Endangered 2

September 28, 2005

Rancher and congressman Richard W. Pombo has made no secret of his contempt for the Endangered Species Act.

The California Republican believes the 1973 ground-breaking environmental law intended to preserve rare plants and animals imposes too great a burden on property owners for too little return. He's been itching to repeal it ever since he arrived in Congress in 1993.

Now, while most lawmakers' attention is heavily focused on the aftermath of Hurricanes Katrina and Rita, Mr. Pombo is making his move.

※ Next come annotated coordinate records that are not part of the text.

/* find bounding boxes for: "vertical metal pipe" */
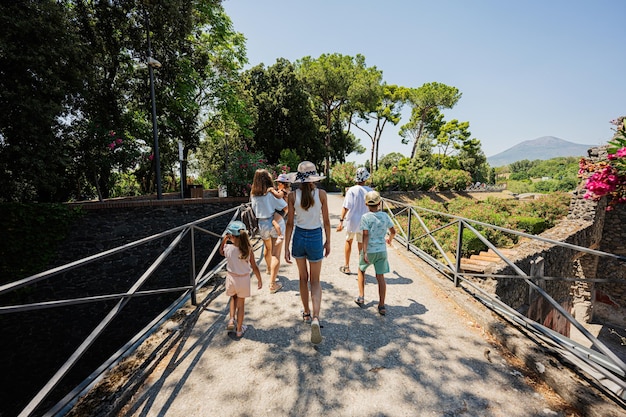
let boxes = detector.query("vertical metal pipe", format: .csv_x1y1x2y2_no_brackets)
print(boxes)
146,13,163,200
454,220,464,287
406,209,412,250
189,226,198,306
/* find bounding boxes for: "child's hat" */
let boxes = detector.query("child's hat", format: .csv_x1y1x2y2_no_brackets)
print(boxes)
276,174,291,182
365,191,380,206
226,220,246,236
354,167,370,182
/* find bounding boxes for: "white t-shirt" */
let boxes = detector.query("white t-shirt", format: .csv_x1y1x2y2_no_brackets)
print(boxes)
293,188,322,230
250,193,287,219
343,184,372,233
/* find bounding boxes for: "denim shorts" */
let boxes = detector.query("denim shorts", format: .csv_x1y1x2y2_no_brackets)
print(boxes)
258,217,285,240
291,227,324,262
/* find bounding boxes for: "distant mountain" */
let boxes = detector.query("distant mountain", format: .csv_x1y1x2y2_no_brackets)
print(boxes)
487,136,597,167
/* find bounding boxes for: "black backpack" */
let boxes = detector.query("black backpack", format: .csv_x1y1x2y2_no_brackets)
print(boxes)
240,204,259,237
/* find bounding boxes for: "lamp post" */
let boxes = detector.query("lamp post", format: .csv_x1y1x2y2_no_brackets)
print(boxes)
146,13,163,200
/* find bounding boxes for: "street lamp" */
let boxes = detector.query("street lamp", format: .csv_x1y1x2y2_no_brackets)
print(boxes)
146,13,163,200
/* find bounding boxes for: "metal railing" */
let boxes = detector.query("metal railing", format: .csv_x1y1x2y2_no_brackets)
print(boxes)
383,199,626,400
0,205,256,417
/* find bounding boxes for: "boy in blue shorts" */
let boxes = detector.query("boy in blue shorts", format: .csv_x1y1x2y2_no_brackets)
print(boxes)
354,191,396,316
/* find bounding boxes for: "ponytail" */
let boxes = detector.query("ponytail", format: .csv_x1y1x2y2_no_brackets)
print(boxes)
239,230,252,260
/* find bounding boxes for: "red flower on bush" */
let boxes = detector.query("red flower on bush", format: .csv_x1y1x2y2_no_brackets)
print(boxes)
578,117,626,210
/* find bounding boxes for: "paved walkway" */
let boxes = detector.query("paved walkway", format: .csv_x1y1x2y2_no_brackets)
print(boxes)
119,194,564,417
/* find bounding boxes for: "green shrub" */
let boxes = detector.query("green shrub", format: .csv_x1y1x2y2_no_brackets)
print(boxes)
221,151,268,197
455,229,487,258
514,216,548,235
330,162,356,195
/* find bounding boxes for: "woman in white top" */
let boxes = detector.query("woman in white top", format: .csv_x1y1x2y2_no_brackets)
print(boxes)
285,161,330,344
250,169,287,294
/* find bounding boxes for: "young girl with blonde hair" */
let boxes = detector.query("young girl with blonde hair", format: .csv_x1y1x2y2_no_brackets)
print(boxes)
220,221,263,337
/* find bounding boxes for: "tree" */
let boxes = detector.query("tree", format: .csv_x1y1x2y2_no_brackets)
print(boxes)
296,53,382,176
350,84,408,172
0,0,86,202
400,82,461,159
243,58,325,168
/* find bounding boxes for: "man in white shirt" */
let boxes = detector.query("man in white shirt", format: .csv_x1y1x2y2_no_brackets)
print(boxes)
337,167,372,274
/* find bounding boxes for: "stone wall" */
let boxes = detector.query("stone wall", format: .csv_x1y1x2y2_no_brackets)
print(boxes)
472,147,626,335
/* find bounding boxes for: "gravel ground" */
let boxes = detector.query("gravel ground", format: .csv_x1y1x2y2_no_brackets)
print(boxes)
80,194,604,417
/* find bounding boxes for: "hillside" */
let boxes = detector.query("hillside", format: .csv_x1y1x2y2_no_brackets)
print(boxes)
487,136,596,167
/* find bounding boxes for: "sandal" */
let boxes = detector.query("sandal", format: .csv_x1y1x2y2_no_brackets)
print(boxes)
354,296,365,307
311,317,322,345
226,319,237,332
270,282,283,294
237,324,248,337
302,311,311,324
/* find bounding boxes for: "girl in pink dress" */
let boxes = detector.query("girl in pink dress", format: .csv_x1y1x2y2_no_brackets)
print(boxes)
220,221,263,337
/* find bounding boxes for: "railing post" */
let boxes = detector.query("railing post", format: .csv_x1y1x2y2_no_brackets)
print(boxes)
189,226,198,306
454,220,464,287
406,208,413,250
528,256,545,305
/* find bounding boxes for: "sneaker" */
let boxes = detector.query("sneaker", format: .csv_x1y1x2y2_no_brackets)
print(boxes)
311,317,322,345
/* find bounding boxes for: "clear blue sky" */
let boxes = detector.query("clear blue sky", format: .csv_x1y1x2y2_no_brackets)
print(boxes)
223,0,626,163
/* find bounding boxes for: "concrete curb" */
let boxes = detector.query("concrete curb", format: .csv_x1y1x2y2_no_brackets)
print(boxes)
394,249,626,417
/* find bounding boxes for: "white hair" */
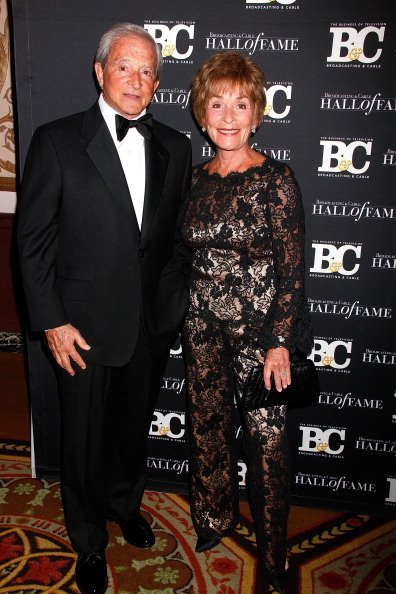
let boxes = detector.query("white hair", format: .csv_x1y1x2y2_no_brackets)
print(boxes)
95,23,163,80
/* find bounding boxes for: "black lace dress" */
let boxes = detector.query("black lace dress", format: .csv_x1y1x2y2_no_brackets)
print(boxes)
183,158,312,577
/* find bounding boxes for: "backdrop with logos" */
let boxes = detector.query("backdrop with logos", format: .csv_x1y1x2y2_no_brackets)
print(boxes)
11,0,396,515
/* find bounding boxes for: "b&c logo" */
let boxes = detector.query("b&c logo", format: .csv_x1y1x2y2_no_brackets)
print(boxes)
264,84,292,120
309,338,352,369
385,476,396,503
318,140,373,175
246,0,296,5
327,26,385,64
144,23,194,60
298,426,345,456
309,243,362,276
149,410,185,439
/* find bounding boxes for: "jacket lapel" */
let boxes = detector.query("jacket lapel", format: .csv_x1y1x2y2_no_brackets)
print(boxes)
83,103,139,233
141,131,169,240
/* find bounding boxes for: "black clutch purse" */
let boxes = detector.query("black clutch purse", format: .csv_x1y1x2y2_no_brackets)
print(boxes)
241,356,320,410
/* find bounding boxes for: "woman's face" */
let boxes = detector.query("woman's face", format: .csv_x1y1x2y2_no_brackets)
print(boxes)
204,87,255,151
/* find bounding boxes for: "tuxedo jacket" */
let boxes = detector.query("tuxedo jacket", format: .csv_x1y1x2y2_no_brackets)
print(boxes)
18,103,191,366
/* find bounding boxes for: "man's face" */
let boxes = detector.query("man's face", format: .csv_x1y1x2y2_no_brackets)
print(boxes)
95,35,159,119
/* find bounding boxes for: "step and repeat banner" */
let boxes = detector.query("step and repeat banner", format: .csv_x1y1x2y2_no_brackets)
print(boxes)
11,0,396,515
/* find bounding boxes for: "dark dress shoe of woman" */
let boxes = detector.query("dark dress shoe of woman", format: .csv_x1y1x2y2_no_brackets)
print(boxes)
107,512,155,549
76,551,107,594
195,536,221,553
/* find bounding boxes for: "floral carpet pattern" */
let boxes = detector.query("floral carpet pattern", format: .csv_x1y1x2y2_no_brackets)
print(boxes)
0,441,396,594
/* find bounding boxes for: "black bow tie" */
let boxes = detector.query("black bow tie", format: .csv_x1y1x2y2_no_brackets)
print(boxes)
116,113,153,142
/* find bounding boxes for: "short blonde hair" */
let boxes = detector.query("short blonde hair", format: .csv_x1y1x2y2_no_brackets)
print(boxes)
191,52,266,126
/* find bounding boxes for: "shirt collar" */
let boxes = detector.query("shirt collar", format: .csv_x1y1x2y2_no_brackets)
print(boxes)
98,93,147,146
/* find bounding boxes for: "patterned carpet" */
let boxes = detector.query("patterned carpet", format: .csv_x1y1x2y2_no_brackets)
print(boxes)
0,441,396,594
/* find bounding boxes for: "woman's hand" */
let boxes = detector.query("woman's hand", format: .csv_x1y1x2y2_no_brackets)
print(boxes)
263,347,291,392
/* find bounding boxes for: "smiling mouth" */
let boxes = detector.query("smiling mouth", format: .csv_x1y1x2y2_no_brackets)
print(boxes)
218,128,239,136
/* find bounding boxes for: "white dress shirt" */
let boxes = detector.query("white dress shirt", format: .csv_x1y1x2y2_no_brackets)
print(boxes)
99,94,146,228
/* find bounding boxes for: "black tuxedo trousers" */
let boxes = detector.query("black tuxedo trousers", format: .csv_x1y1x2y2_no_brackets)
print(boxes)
59,326,167,552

Last week, he unveiled a rewrite of the law that would strip out its most vital provisions while providing generous compensation to corporations and landowners inconvenienced by protections that remain. With support from like-minded Democrats as well as Republicans, the bill sped through the House Resources Committee, which Mr. Pombo chairs, and approval by the full House is expected tomorrow.

That would leave the Senate, where environmental enthusiasm is higher but nonetheless on the wane, as the endangered species' last hope.

A high-pitched, all-or-nothing battle would be pointless and unproductive. Mr. Pombo would be wiser to seek a genuine compromise with lawmakers such as Rep. Wayne T. Gilchrest, a moderate Maryland Republican and environmental advocate who also serves on the Resources Committee.

Mr. Pombo complains that the law has restored healthy populations to only 16 of the more than 1,800 species on its endangered list. But recovered species include the American alligator, peregrine falcon, brown pelican and gray whale - soon to be joined by the bald eagle and grizzly bear. That's no small accomplishment.

What's more, only nine endangered plants and animals have been lost.

The law could be considered a success if all it had done was call attention to the impact of human activities on the wildlife that contributes so much beauty and delight to life. But it also goes beyond that to declare preserving these owls and cactuses and snail darters a national priority.

The Endangered Species Act deserves similar protection from Mr. Pombo.